Import RD signal for each sample from bam/sam/cram file, calculate histograms, partition and calls with specified bin size. It can be any positive integer divisible by 100. We use 10000 in this example:
> cnvpytor -root sample.pytor -rd sample.bam
> cnvpytor -root sample.pytor -his 10000
> cnvpytor -root sample.pytor -partition 10000
> cnvpytor -root sample.pytor -call 10000
Enter interactive plotting mode with all sample you want to plot listed:
> cnvpytor -root sample1.pytor sample2.pytor sample3.pytor sample4.pytor -view 10000
cnvpytor> set Q0_range -1 0.5 # filter calls with more than half not uniqly maped reads
cnvpytor> set p_range 0 0.0001 # filter non-confident calls
cnvpytor> set size_range 50000 inf # filter calls smaller than 50kbp
cnvpytor> set dG_range 100000 inf # filter calls close to gaps in reference genome (<100kbp)
cnvpytor> print merged_calls # printing calls on screen
...
...
cnvpytor> set print_filename merged.xlsx # Output filename
cnvpytor> set output_filename merged.png # Prefix for graphical output files
cnvpytor> set annotate # Turn on annotation (optional - takes a lot of time)

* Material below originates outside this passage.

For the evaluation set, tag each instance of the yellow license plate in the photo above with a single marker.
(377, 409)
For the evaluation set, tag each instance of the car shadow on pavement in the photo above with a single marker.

cnvpytor> set plot # Turn on ploting for each calls (optional - takes a lot of time)
cnvpytor> print merged_calls # Generate Excel output and png files with RD plots
cnvpytor> quit
File merged.xlsx contains list Excel file with list of all calls merged over samples.
Files merged.regions.0000.png to merged.regions.0047.png contain RD region plots for all 48 calls. This could be used for manual filtering of false positive calls. This is an example of generated plot:
In this example we used data from Illumina Platinum Genomes.